= Beck Spring Dolomite =

Geological formation in California, USA

The Beck Spring Dolomite is a geological formation in Death Valley, California, from the Tonian period of the Neoproterozoic era. It is believed to be between 750 and 800 million years old. It is known for its highly palaeontologically significant fossils of microbial life. It consists almost entirely of dolomite.

There are three layers of dolomite found there. The topmost part is laminae of pelletal and mosaic dolomite. The next is oolitic of mosaic dolomite with oolite, pisolite, and grapestone. The lowest layer is upper cherty stromatolites that has been partially silicified and dolomitized.

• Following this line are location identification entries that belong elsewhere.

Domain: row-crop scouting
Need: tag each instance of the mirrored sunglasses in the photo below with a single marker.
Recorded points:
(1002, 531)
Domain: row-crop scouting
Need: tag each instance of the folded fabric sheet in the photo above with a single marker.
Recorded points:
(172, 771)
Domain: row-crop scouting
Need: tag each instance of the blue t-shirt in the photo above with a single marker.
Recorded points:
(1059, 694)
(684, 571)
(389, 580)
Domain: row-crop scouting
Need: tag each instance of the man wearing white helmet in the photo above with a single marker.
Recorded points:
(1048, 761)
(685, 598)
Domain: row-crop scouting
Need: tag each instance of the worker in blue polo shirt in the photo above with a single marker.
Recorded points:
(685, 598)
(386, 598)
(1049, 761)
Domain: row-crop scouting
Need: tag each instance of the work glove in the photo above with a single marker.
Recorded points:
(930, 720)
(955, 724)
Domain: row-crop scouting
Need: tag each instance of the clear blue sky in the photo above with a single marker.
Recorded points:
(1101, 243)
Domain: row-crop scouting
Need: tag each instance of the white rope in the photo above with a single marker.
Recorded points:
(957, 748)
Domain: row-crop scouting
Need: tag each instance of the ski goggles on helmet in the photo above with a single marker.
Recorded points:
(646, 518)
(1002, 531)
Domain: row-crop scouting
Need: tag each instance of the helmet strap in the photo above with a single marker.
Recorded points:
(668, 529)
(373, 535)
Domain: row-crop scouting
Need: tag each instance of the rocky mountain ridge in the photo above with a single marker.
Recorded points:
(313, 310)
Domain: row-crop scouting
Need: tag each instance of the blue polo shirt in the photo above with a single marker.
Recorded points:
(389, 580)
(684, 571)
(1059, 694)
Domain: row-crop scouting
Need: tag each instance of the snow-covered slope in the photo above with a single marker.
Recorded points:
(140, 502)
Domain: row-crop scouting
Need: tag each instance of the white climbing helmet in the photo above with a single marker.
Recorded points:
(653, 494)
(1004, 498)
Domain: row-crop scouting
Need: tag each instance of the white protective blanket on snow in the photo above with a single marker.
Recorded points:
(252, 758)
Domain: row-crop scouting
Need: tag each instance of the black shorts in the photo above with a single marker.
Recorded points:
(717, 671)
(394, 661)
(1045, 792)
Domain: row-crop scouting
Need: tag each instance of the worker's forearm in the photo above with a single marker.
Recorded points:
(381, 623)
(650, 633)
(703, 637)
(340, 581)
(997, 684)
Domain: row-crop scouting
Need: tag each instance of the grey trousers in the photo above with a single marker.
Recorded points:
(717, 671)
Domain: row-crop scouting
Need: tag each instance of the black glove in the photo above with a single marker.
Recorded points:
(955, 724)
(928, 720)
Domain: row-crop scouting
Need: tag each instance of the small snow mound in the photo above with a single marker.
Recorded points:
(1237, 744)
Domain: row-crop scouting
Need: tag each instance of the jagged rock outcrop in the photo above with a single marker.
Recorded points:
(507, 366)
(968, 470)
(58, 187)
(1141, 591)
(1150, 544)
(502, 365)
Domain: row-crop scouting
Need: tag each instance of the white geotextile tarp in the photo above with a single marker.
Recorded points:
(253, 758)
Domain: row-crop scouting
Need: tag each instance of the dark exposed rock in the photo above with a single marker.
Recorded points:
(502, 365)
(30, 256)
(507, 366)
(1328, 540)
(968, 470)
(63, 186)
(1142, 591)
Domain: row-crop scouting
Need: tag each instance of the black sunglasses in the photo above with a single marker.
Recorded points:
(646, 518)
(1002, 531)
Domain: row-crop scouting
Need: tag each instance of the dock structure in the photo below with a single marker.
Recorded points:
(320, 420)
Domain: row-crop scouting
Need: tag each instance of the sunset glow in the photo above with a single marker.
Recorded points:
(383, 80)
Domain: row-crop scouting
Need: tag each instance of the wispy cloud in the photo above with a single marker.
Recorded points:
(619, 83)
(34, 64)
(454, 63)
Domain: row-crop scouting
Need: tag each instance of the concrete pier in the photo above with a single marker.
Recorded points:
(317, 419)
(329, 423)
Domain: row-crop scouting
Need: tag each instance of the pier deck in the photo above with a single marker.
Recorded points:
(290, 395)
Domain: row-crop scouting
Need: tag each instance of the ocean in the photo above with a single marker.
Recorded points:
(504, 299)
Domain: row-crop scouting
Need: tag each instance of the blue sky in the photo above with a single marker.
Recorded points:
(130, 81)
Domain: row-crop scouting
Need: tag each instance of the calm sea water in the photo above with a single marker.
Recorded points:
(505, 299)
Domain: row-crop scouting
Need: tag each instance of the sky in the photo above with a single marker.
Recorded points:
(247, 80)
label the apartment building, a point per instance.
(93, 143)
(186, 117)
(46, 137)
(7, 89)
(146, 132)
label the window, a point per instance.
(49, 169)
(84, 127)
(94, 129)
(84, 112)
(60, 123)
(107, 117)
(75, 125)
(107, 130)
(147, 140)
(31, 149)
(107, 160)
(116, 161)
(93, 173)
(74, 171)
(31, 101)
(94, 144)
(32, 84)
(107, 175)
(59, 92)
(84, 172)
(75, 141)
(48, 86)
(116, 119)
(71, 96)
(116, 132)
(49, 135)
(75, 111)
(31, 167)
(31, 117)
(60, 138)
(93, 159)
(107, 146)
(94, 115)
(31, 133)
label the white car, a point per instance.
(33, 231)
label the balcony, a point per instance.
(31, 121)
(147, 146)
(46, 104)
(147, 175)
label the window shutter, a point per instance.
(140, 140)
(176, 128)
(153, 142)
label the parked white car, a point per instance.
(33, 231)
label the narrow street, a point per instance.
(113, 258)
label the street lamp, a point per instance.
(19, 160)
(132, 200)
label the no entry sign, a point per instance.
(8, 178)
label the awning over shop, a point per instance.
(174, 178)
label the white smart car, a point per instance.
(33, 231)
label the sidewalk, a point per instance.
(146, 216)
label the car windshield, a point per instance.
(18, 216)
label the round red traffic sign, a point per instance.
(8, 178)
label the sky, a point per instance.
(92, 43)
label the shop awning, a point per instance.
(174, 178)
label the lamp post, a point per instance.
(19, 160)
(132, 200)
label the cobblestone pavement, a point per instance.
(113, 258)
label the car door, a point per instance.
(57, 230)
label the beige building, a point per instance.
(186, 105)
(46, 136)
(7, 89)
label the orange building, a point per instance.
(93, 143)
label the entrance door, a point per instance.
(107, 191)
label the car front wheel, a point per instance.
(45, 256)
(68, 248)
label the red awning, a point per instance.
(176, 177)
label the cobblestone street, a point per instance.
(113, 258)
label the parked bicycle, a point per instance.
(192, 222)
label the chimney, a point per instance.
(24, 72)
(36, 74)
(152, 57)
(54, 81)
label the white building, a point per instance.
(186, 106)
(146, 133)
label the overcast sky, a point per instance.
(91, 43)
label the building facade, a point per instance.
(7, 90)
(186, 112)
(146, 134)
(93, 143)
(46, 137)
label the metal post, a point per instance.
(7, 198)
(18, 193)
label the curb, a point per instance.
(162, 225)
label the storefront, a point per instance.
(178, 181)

==Palaeontological significance==
Paul Knauth, a geologist at Arizona State University, maintains that photosynthesizing organisms such as algae may have grown in the Beck Spring Dolomite. Samples were taken in the 1990s revealed that the region housed flourishing mats of photosynthesizing, unicellular life forms which antedated the Cambrian explosion.

Microfossils have been found in holes in the surface of the dolomite. These microfossil and geochemical findings support the idea that during the Precambrian period, complex life evolved both in the oceans and on land. Knauth contends that due to the high levels of salt and low levels of oxygen in the ocean at that time, the animals may have had their origin in freshwater lakes and streams.

Since the original discovery, studies have documented plenty of microfossil and geochemical evidence showing that life covered the continents as far back as 2.2 billion years ago. While most paleobiologists now accept the idea that simple life forms existed on land during the Precambrian, few accept that multicellular life thrived on land more than 600 million years ago.